Нам досталась отличная работа. Делай свои задания на своё личное усмотрение, придумывай, твори — никаких ограничений. Спектр видов деятельности широк: камера, звук, монтаж, освещение, графика. Выбирай на свой вкус, смешивай. Зарплаты, хоть и чёрным налом, были раза в три большими, нежели мы могли себе представить будучи в Германии. Бесплатное жильё. Я в очередной раз попал в хороший коллектив. Проблема того, что я не говорю ни по-арабски, ни толком по-французски, не возникла. Английского хватало, да и половина работников на студии были курды из Германии, на пальцах также удавалось объясняться. Всё сложилось почти идеально для того, чтобы быть довольным жизнью. Но… почти сразу стало ясно, что всё это мне не нужно… Я ездил в Ганновер к детям раз в месяц на два-три дня, и каждый раз моё сердце было в нокауте от этих встреч. Не от встреч, собственно, а от тяжёлого расставания после. Господи, как мне хотелось быть с ними чаще, а лучше всегда…
Каждый раз, оказываясь в Ганновере, я встречаю в толпе знакомые лица по Вуншдорфу. Царко (он ищет новую квартиру, не понимает зачем снял тогда трёхкомнатную, ведь он совсем один), Шарлотта (привет-привет), соседка по комнате Катрин Антье бежит на вуншдорфский поезд, десяток безымянных лиц. В последний раз встретил Хайке в трамвае. Она не сразу вспомнила моё имя, но удержала в памяти, что я русский.
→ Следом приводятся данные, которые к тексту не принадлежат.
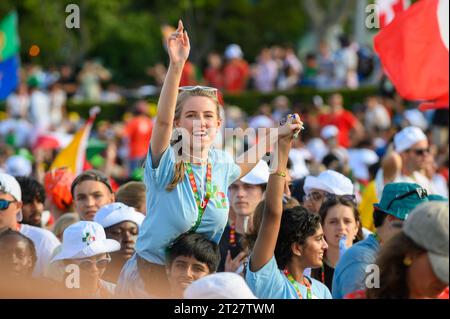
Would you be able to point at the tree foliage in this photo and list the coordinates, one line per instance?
(126, 36)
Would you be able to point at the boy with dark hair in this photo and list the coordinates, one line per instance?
(189, 258)
(33, 198)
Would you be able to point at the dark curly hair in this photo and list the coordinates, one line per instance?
(197, 246)
(393, 272)
(31, 189)
(297, 224)
(5, 232)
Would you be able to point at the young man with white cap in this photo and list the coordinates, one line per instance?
(245, 194)
(412, 146)
(121, 223)
(328, 183)
(10, 214)
(85, 246)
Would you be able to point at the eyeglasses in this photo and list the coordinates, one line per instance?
(86, 264)
(207, 89)
(316, 196)
(347, 197)
(4, 204)
(420, 151)
(421, 193)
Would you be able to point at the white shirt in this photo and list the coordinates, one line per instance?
(44, 242)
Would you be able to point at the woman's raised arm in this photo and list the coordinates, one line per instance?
(178, 47)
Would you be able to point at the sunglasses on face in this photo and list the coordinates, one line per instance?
(420, 151)
(87, 264)
(420, 192)
(315, 196)
(4, 204)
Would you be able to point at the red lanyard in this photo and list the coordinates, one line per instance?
(296, 287)
(201, 203)
(232, 241)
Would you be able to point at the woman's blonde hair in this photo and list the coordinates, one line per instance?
(183, 96)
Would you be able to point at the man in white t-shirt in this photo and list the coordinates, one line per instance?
(412, 146)
(10, 213)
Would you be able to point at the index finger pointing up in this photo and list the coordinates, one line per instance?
(180, 26)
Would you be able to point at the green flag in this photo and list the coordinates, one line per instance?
(9, 37)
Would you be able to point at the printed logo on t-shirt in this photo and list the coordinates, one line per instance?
(218, 198)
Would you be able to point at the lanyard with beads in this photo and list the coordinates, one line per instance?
(296, 287)
(201, 203)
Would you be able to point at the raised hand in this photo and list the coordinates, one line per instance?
(178, 45)
(290, 127)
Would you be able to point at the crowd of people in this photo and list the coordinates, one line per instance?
(334, 204)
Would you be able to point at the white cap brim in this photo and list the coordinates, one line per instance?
(440, 266)
(96, 248)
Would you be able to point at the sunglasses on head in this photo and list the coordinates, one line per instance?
(420, 151)
(86, 264)
(198, 88)
(420, 192)
(4, 204)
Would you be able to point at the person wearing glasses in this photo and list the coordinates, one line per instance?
(342, 228)
(10, 216)
(186, 180)
(397, 201)
(85, 255)
(412, 146)
(121, 223)
(91, 190)
(327, 185)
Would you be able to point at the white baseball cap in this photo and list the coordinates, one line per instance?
(233, 51)
(407, 137)
(17, 165)
(331, 182)
(329, 131)
(85, 239)
(9, 185)
(258, 175)
(222, 285)
(116, 213)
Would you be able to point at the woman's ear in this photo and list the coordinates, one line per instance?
(297, 249)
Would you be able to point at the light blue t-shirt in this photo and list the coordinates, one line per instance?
(350, 271)
(270, 283)
(170, 214)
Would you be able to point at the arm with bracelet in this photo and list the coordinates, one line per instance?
(264, 248)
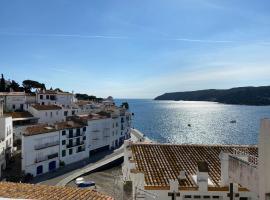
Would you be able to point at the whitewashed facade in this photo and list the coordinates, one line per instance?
(13, 101)
(6, 138)
(49, 97)
(48, 114)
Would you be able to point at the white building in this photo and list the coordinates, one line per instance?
(48, 114)
(50, 97)
(166, 171)
(20, 121)
(13, 101)
(6, 138)
(45, 147)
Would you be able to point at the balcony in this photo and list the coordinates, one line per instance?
(51, 156)
(75, 144)
(81, 150)
(46, 145)
(76, 135)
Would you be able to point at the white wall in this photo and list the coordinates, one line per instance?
(75, 156)
(48, 116)
(30, 153)
(15, 102)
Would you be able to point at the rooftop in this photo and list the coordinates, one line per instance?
(47, 107)
(20, 114)
(13, 94)
(44, 128)
(162, 162)
(90, 117)
(30, 191)
(54, 92)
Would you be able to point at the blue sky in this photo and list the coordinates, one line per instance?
(136, 49)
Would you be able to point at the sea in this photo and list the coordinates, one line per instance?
(195, 122)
Сказала, что прочитала недавно две книги моего соотечественника.
— Wladimir Sorokin. «LJOD. Das Eis». Und das andere «BRO».[144]
— О! Надо же, какие книги ты читаешь!
— Да, мне понравилось.
— Это трилогия. Тебе следует найти ещё роман «23.000». Не знаю, правда, переведён ли он. А ты, кстати, знаешь, что «Путь бро» Сорокин написал в Ганновере?
— Правда?!
— Да, у него был немецкий гранд здесь. Я читал в его интервью, что он жил рядом с домом Готтфрида Вильхельма Ляйбница.
— У тебя симпатичные дети.
— Спасибо. Везу вот их в кино.
— Мне пора выходить. Всего тебе доброго!
— Тебе тоже. Пока!
С Маркусом мы пару раз переписывались по электронной почте. Он опять в больнице.
В зоопарке у вольера с гориллами стояла Эдельтраут с блаженной улыбкой.